Todo había iniciado con la primera referencia en mi expediente: Paciente, aparentemente sana, 53 años y un largo etcétera. Tras esas primeras líneas me escondí, a pesar de estar bajo un tratamiento para curar el cáncer, pensaba que estaba sana, porque aceptar estar enferma era para mí un signo de vulnerabilidad y dependencia.
Martha, la que siempre controlaba y dirigía su vida, develaba por fin sus emociones, bajaba la máscara y decidía que sólo debía expresarlo: Sí, tengo cáncer. Estoy en quimioterapia. Debo de aceptar esa realidad.

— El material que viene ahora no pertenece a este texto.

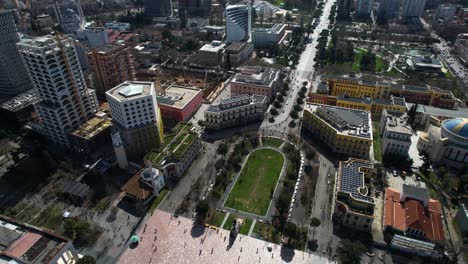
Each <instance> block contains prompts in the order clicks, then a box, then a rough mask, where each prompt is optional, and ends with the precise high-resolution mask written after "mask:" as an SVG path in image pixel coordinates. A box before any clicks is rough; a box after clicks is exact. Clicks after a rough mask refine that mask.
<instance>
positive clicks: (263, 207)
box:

Al diablo las etiquetas: no soy una guerrera que lucha contra el cáncer, no estoy fuerte, tengo miedo, necesito ayuda, perdí lo más preciado que tenía en la vida: la salud, pero sí puedo dar batalla para recuperarla. Quiero llorar, necesito llorar. Solté el llanto, me perdí en el tiempo y el dolor. Cuando desperté, corrí al espejo, me miré detenidamente: era la misma Martha de dos días atrás, sin pelo, intoxicada y con los síntomas secundarios de la quimioterapia.
El duelo me sanó… soy paciente de cáncer.
*Estas palabras forman parte del libro en prensa Rostros en la Oscuridad: Cáncer, un libro que reúne relatos diversos de personas afectadas por el cáncer.